The latest set of attacks, observed by Proofpoint starting July 22, 2024, involved the threat actor contacting multiple email addresses for an unnamed Jewish figure, inviting them to be a guest for a podcast while impersonating the Research Director for the Institute for the Study of War (ISW).
In response to a message from the target, TA453 is said to have sent a password-protected DocSend URL that, in turn, led to a text file containing a URL to the legitimate ISW-hosted podcast. The phony messages were sent from the domain understandingthewar[.]org, a clear attempt to mimic ISW’s website (“understandingwar[.]org”).
“It is likely that TA453 was attempting to normalize the target clicking a link and entering a password so the target would do the same when they delivered malware,” Proofpoint said.
In follow-up messages, the threat actor was found replying with a Google Drive URL hosting a ZIP archive (“Podcast Plan-2024.zip”) that, in turn, contained a Windows shortcut (LNK) file responsible for delivering the BlackSmith toolset.

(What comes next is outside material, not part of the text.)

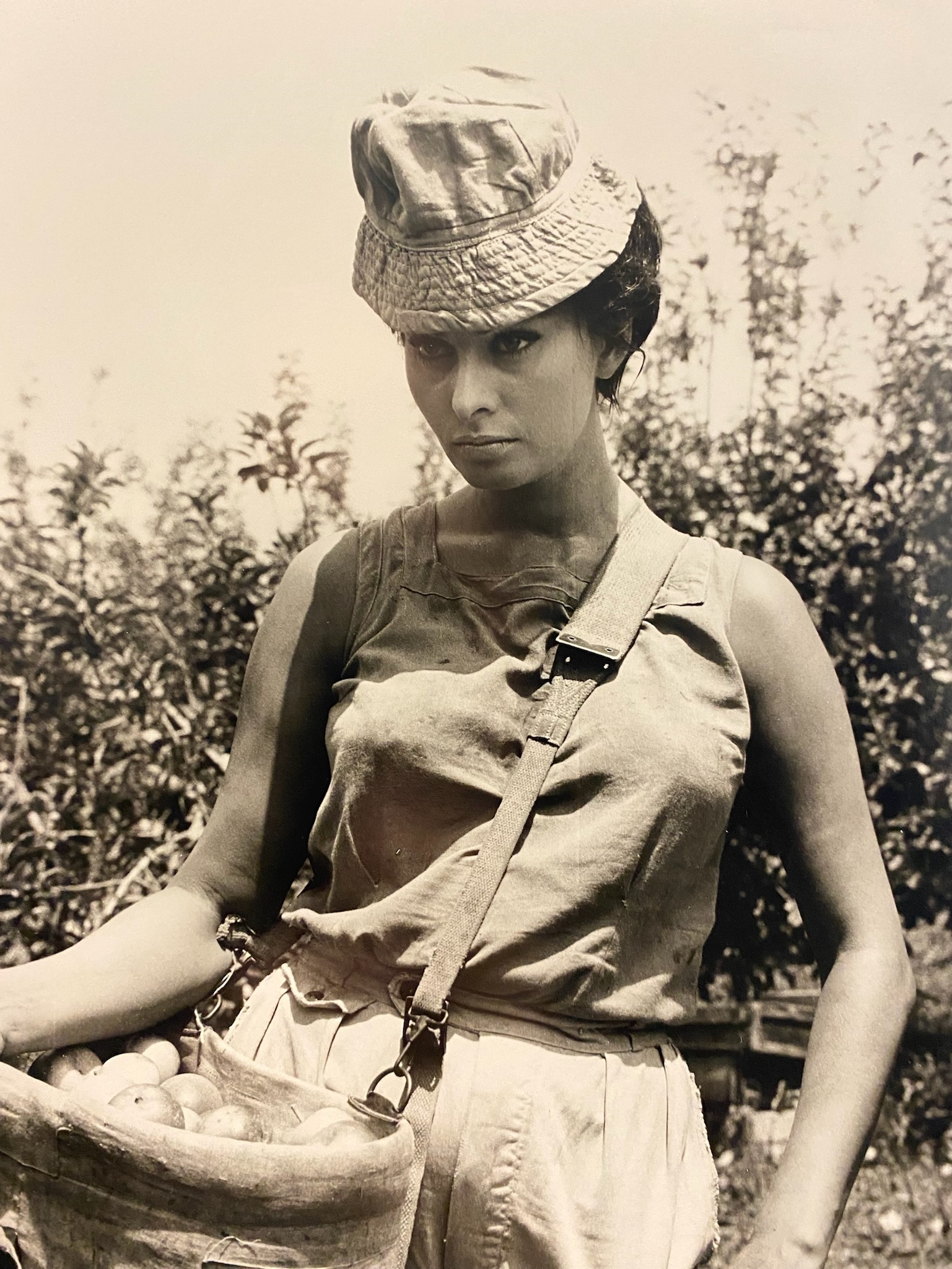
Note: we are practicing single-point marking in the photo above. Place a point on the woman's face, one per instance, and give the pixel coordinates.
(510, 405)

AnvilEcho, which is delivered by means of BlackSmith, has been described as a likely successor to the PowerShell implants known as CharmPower, GorjolEcho, POWERSTAR, and PowerLess. BlackSmith is also designed to display a lure document as a distraction mechanism.
It’s worth noting that the name “BlackSmith” also overlaps with a browser stealer component detailed by Volexity earlier this year in connection with a campaign that distributed BASICSTAR in attacks aimed at high-profile individuals working on Middle Eastern affairs.

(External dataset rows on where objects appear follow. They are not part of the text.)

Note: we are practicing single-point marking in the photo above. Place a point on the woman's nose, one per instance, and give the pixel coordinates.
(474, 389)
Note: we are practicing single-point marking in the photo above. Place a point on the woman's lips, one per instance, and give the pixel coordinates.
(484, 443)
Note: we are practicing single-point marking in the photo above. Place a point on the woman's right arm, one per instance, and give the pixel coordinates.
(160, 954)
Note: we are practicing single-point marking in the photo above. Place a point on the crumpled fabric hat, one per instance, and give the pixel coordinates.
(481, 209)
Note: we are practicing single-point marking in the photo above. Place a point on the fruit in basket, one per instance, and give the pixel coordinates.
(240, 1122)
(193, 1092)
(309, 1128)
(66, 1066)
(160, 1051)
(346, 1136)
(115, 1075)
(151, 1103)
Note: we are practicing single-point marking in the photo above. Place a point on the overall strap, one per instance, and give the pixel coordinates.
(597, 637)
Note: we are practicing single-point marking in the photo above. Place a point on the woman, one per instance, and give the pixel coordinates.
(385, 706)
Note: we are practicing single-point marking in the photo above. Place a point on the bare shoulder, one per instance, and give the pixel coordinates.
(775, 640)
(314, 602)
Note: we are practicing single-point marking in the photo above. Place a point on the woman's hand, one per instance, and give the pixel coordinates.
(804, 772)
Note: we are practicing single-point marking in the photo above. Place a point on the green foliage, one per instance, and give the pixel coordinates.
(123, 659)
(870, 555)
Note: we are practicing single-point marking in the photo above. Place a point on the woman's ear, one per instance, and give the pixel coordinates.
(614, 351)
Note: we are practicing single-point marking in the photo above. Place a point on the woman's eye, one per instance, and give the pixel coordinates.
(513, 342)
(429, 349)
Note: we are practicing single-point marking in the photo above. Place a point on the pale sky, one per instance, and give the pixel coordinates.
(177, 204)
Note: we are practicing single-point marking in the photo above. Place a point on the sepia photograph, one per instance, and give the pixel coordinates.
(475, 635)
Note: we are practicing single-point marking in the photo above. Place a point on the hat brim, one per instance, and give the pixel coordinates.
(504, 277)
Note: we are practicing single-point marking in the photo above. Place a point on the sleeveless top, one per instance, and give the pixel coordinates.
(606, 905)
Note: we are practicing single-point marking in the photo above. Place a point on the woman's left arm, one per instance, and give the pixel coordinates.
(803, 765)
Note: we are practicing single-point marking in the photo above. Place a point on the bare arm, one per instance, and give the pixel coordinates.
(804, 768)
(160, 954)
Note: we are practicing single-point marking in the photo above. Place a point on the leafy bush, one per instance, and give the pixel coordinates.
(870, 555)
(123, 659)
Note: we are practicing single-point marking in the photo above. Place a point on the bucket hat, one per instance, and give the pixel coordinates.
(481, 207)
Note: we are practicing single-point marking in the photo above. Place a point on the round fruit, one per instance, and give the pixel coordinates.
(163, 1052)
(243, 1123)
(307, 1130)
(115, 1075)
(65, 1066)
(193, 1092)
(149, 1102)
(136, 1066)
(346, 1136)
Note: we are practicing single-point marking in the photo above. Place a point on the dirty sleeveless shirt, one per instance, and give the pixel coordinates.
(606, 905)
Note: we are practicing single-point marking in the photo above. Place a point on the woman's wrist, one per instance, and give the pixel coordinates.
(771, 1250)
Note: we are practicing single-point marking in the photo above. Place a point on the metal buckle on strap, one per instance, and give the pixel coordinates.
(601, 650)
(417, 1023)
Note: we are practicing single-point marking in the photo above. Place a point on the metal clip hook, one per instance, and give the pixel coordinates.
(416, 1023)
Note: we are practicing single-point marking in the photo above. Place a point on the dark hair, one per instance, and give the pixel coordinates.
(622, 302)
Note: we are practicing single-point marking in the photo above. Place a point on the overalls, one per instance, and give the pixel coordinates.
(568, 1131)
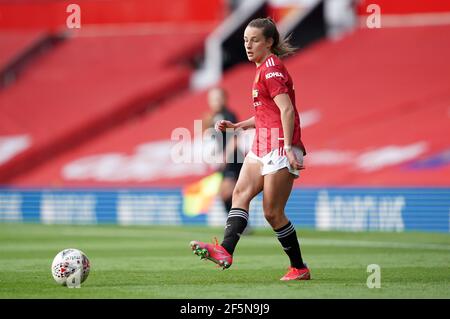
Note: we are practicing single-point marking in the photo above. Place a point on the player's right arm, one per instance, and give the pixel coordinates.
(223, 125)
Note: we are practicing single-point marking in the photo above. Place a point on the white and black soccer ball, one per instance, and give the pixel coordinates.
(67, 262)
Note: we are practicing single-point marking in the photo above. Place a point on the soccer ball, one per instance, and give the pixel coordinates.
(67, 262)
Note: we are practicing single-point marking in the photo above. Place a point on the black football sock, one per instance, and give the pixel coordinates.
(235, 225)
(227, 204)
(288, 239)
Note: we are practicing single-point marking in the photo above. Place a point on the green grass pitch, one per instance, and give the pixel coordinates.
(156, 262)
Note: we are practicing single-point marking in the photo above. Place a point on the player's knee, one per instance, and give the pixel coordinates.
(272, 216)
(241, 195)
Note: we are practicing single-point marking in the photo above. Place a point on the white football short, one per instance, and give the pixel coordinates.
(273, 161)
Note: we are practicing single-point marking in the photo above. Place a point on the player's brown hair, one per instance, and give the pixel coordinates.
(281, 46)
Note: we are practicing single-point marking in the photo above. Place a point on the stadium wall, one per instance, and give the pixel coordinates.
(351, 209)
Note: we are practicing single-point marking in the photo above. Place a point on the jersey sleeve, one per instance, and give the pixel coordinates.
(276, 79)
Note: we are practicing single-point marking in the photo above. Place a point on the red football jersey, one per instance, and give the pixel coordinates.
(272, 78)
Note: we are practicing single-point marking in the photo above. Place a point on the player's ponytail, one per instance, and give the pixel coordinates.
(280, 47)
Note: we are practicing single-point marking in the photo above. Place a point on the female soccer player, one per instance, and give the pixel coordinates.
(276, 156)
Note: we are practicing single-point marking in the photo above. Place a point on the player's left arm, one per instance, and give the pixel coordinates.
(284, 103)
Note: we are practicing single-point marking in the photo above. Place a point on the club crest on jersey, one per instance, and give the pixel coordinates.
(274, 74)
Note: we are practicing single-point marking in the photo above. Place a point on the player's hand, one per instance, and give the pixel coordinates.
(293, 161)
(223, 125)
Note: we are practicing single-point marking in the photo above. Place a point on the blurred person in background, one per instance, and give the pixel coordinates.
(232, 156)
(276, 156)
(340, 17)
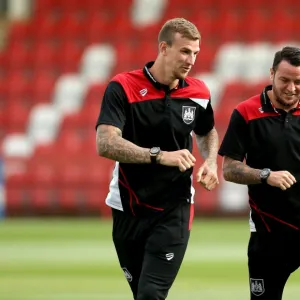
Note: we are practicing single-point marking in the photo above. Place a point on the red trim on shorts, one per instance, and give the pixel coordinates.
(192, 213)
(133, 195)
(254, 206)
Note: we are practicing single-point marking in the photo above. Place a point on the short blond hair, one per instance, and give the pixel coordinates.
(186, 28)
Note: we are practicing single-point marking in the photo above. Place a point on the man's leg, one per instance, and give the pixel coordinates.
(130, 244)
(164, 253)
(268, 267)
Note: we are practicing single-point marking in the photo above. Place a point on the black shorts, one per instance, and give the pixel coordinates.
(272, 257)
(151, 249)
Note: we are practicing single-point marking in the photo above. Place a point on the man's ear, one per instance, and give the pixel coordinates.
(272, 73)
(163, 46)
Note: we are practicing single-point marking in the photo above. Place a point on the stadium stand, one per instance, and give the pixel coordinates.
(54, 69)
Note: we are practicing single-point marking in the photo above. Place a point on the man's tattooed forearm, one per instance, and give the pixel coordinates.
(113, 146)
(208, 145)
(237, 172)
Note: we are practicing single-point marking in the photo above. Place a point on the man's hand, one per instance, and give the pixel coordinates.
(207, 176)
(183, 159)
(281, 179)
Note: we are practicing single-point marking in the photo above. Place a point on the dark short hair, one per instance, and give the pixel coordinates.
(289, 54)
(186, 28)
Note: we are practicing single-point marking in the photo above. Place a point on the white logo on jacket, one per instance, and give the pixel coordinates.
(188, 114)
(169, 256)
(143, 92)
(257, 286)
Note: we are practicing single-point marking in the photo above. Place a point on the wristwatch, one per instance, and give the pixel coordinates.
(264, 175)
(154, 151)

“AnvilEcho is a PowerShell trojan that contains extensive functionality,” Proofpoint said. “AnvilEcho capabilities indicate a clear focus on intelligence collection and exfiltration.”
Some of its important functions include conducting system reconnaissance, taking screenshots, downloading remote files, and uploading sensitive data over FTP and Dropbox.
“TA453 phishing campaigns […] have consistently reflected IRGC intelligence priorities,” Proofpoint researcher Joshua Miller said in a statement shared with The Hacker News.
“This malware deployment attempting to target a prominent Jewish figure likely supports ongoing Iranian cyber efforts against Israeli interests. TA453 is doggedly consistent as a persistent threat against politicians, human rights defenders, dissidents, and academics.”
The findings come days after HarfangLab disclosed a new Go-based malware strain referred to as Cyclops that has been possibly developed as a follow-up to another Charming Kitten backdoor codenamed BellaCiao, indicating that the adversary is actively retooling its arsenal in response to public disclosures. Early samples of the malware date back to December 2023.
“It aims at reverse-tunneling a REST API to its command-and-control (C2) server for the purposes of controlling targeted machines,” the French cybersecurity company said. “It allows operators to run arbitrary commands, manipulate the target’s filesystem, and use the infected machine to pivot into the network.”
It’s believed that the threat actors used Cyclops to single out a non-profit organization that supports innovation and entrepreneurship in Lebanon, as well as a telecommunication company in Afghanistan. The exact ingress route used for the attacks is presently unknown.
“The choice of Go for the Cyclops malware has a few implications,” HarfangLab said. “Firstly, it confirms the popularity of this language among malware developers. Secondly, the initially low number of detections for this sample indicates that Go programs may still represent a challenge for security solutions.”
“And finally, it is possible that macOS and Linux variants of Cyclops were also created from the same codebase and that we have yet to find them.”